The Asia-Pacific is set for big changes by 2020, says John Lee. But don’t be surprised if geopolitically it looks much as it does now.
There is almost universal agreement that the centre of power is shifting from the Atlantic to the Pacific Oceans in what is rapidly becoming the ‘Asian Century.’ But although the world was aware of the East Asian miracle and the rise of Southeast Asian economic tigers several decades ago, the shift of power and influence from the West to the East was back then not seen as inevitable, decisive or imminent.
Since then, however, the evidence of a major shift has grown dramatically. In just ten years from now, well over half the world’s population of almost 8 billion people will live in Asia. By 2020, if recent trends continue, three of the five largest economies in the world–China, India and Japan–will be Asian, and there will be more middle class consumers in Asia than there will be in America and Europe combined. Although still lagging North America, Asia will by then also have overtaken Europe in terms of regional defence spending, while six or seven of the top ten largest militaries in the world will be in Asia.

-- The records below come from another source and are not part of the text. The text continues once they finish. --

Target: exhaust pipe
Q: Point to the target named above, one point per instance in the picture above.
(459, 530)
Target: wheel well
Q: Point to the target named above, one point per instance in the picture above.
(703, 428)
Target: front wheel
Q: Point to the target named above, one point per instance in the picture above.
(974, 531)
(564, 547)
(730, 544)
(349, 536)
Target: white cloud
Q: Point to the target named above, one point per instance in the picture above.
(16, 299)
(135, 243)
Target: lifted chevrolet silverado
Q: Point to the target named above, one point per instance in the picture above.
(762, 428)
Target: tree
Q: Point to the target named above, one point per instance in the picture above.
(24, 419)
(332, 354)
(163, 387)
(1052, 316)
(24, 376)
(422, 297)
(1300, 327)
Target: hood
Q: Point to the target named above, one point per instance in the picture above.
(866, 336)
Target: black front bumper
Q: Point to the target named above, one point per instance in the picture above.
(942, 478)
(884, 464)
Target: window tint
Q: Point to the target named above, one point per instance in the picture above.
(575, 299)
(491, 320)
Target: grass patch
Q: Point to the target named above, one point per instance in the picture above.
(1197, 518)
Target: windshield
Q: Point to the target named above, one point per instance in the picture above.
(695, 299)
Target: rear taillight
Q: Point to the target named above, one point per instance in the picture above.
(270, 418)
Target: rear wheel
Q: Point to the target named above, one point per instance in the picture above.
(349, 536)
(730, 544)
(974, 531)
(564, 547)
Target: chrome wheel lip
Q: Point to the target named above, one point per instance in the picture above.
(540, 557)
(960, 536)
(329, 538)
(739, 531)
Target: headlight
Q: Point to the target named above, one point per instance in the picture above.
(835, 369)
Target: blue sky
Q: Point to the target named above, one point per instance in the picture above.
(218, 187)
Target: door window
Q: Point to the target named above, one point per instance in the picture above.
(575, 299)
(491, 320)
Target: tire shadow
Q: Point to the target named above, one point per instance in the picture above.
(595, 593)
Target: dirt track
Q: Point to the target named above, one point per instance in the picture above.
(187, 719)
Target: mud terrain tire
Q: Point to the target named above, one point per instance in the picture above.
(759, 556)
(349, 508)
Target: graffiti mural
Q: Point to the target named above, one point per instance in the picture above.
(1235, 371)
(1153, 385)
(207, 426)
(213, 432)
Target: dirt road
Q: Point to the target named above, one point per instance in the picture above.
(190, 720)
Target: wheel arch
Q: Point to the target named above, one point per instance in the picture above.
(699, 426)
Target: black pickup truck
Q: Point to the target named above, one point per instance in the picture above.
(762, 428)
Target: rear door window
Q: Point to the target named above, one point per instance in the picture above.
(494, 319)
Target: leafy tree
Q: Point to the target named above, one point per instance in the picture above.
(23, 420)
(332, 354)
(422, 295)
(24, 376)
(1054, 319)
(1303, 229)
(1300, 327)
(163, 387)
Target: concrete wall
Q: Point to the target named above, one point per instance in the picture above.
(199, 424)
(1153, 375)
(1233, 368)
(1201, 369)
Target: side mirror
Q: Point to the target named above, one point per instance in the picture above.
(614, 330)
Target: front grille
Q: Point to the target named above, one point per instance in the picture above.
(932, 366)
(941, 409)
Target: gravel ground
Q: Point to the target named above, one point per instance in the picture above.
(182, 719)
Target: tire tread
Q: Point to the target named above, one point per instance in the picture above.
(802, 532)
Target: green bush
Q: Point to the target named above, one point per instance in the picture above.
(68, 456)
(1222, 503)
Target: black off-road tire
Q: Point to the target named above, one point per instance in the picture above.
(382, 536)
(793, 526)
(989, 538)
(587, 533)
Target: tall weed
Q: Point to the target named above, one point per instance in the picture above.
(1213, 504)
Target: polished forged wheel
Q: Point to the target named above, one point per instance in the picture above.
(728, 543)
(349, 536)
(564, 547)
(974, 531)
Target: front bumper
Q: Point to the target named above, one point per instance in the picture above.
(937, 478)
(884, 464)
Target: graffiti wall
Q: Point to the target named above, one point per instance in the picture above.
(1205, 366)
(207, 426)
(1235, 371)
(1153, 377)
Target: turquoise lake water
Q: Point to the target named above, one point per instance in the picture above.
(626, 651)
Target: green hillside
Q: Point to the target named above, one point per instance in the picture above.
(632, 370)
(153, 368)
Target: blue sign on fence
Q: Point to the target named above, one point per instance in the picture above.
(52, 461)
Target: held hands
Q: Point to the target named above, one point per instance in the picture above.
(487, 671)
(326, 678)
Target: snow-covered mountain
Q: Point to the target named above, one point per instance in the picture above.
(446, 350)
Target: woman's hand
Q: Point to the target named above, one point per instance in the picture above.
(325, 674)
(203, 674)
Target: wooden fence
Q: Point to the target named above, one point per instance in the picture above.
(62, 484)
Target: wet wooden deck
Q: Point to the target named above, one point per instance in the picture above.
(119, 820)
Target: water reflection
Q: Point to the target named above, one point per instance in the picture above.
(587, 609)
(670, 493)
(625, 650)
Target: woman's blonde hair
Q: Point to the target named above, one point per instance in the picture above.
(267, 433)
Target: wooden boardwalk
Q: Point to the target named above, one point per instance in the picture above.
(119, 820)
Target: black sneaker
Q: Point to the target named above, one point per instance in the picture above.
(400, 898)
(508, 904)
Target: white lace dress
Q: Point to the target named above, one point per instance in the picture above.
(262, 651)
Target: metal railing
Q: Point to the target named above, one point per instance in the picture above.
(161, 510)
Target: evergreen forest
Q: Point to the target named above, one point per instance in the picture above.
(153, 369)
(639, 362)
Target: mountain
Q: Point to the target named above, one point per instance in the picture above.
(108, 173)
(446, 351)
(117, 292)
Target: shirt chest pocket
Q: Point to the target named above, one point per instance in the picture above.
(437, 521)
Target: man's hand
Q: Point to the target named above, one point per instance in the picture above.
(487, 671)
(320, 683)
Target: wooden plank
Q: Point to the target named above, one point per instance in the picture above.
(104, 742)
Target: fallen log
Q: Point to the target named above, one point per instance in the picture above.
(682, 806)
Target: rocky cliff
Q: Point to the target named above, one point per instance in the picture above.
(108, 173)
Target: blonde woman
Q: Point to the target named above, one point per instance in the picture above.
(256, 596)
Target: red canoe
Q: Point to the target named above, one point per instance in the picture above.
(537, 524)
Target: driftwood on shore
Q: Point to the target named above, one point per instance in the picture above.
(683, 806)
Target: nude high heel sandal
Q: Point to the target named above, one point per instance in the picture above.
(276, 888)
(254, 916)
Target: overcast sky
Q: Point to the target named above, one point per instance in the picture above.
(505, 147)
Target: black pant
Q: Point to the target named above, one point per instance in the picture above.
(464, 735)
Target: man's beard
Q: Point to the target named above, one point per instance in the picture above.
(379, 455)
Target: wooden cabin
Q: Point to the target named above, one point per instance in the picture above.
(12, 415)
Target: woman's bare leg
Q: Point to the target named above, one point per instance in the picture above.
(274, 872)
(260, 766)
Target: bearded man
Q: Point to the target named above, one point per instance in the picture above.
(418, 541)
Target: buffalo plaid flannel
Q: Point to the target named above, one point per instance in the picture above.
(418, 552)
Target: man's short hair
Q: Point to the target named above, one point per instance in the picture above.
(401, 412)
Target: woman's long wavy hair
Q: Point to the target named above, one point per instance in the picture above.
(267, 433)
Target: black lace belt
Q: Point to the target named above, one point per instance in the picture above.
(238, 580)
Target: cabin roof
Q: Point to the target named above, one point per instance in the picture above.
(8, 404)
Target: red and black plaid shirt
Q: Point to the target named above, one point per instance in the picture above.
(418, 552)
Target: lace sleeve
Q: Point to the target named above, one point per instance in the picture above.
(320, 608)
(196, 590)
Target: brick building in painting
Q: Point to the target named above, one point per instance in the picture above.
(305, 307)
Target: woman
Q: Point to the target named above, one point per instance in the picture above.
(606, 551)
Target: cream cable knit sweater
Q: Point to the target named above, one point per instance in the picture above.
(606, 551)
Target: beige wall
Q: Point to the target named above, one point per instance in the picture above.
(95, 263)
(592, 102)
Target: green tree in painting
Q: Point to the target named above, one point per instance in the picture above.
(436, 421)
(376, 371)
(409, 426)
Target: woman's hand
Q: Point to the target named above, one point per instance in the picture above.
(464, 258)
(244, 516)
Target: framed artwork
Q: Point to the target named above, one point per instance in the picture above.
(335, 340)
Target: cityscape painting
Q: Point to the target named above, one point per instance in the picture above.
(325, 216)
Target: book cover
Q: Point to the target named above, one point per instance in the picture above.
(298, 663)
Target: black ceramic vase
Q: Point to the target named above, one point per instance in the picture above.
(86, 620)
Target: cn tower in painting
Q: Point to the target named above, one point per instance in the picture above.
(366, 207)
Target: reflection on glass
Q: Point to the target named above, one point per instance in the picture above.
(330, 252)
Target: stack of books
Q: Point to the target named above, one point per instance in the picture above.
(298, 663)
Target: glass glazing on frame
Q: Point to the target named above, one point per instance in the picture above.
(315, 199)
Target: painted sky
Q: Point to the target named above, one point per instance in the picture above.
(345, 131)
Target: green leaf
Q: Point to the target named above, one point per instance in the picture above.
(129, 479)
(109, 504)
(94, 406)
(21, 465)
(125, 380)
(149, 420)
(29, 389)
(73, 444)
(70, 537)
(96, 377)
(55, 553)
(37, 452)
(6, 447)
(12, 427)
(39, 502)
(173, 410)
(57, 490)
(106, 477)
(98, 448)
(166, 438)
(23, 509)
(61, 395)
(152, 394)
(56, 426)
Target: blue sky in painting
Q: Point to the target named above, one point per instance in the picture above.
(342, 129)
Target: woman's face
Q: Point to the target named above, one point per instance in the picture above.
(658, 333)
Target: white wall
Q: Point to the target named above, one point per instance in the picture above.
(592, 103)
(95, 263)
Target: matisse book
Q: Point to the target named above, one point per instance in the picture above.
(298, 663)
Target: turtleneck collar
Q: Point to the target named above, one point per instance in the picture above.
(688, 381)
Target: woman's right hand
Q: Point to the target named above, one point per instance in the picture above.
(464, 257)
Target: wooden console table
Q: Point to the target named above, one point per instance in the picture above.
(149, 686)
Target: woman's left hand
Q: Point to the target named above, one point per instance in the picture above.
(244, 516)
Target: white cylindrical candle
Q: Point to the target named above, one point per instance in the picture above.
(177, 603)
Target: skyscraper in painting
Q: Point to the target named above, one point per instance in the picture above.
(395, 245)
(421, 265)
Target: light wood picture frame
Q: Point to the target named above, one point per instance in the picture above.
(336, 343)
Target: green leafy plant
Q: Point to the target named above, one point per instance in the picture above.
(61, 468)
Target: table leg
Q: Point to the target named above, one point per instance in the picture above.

We are also entering new ground. Asia has not seen a strong Japan and China–let alone India–in existence at the same time for two centuries. The last time we saw such dramatic shifts in power, with the rise of Imperial Germany at the end of the 19th century and of the Soviet Union in the middle of the 20th century, the world suffered through two world wars and one Cold War. It’s these echoes of history that prompted US scholar Aaron Friedberg to write a now famous article asking whether Europe’s past would be Asia’s future.1 Indeed, it’s largely apprehension about the ramifications of a changing landscape and the potential ensuing chaos that has prompted Australian Prime Minister Kevin Rudd to propose an Asian Pacific Community institution that will meet to discuss the full ambit of security matters in the region. Implied in almost all speculation about, and proposals for, the region is that existing structures and arrangements, particularly the ‘San Francisco’ or ‘hub and spokes’ model of security relations with the United States at the centre, will become outdated and eventually obsolete.
So what will the geostrategic landscape in Asia look like in 2020? Spare a thought for current policymakers. Although it’s standard practice to rely on extrapolating from linear trends, they’ll have to accept that such analyses will almost certainly be wrong. All we can do, therefore, is try to reduce the number of unpredictable variables. But in doing this it becomes clear that although tremendous shifts in relative power will undoubtedly take place, for a number of reasons unique to Asia, the geostrategic landscape of Asia in 2020 could very well look surprisingly similar to the one that’s currently in place. Not a fashionable view, but perhaps an accurate one.
It’s about China… but not in the way you might think
In 2007, Singapore’s Minister Mentor Lee Kuan Yew caused outrage in China when he argued that while China’s rise caused regional apprehension, Asia remains remarkably unruffled by India’s rise.2
He has a point. The assumption is that China and India will be the new great powers in the Asia-Pacific, alongside established powers—the United States and Japan. The second tier is likely to consist of states such as Indonesia, Vietnam, South Korea and perhaps Australia. Trouble spots remain–North Korea and Myanmar–and there’s still uncertainty over issues such as the future of Indonesia. But if China were taken out of this equation, neither the rise of India nor any of these other issues would cause strategists to ponder whether there’d be a fundamental dismantling of the current security system or the US-backed open, liberal order.
At most, a declining America would perhaps grudgingly take its place as a ‘first amongst equals’ in Asia rather than remain in the position of uncontested dominance that it has held for decades. Washington would be forced to–perhaps gladly–offer a greater constabulary naval role to New Delhi and Tokyo (but would not happily extend the same to Beijing). Jakarta, Hanoi and Seoul might be offered more prominent seats in existing or yet to be built regional institutions. But there’d be no serious or willing challenger to US strategic primacy or the American led liberal order since there is little evidence that it’s in the interest (or part of the disposition) of these states to want that role.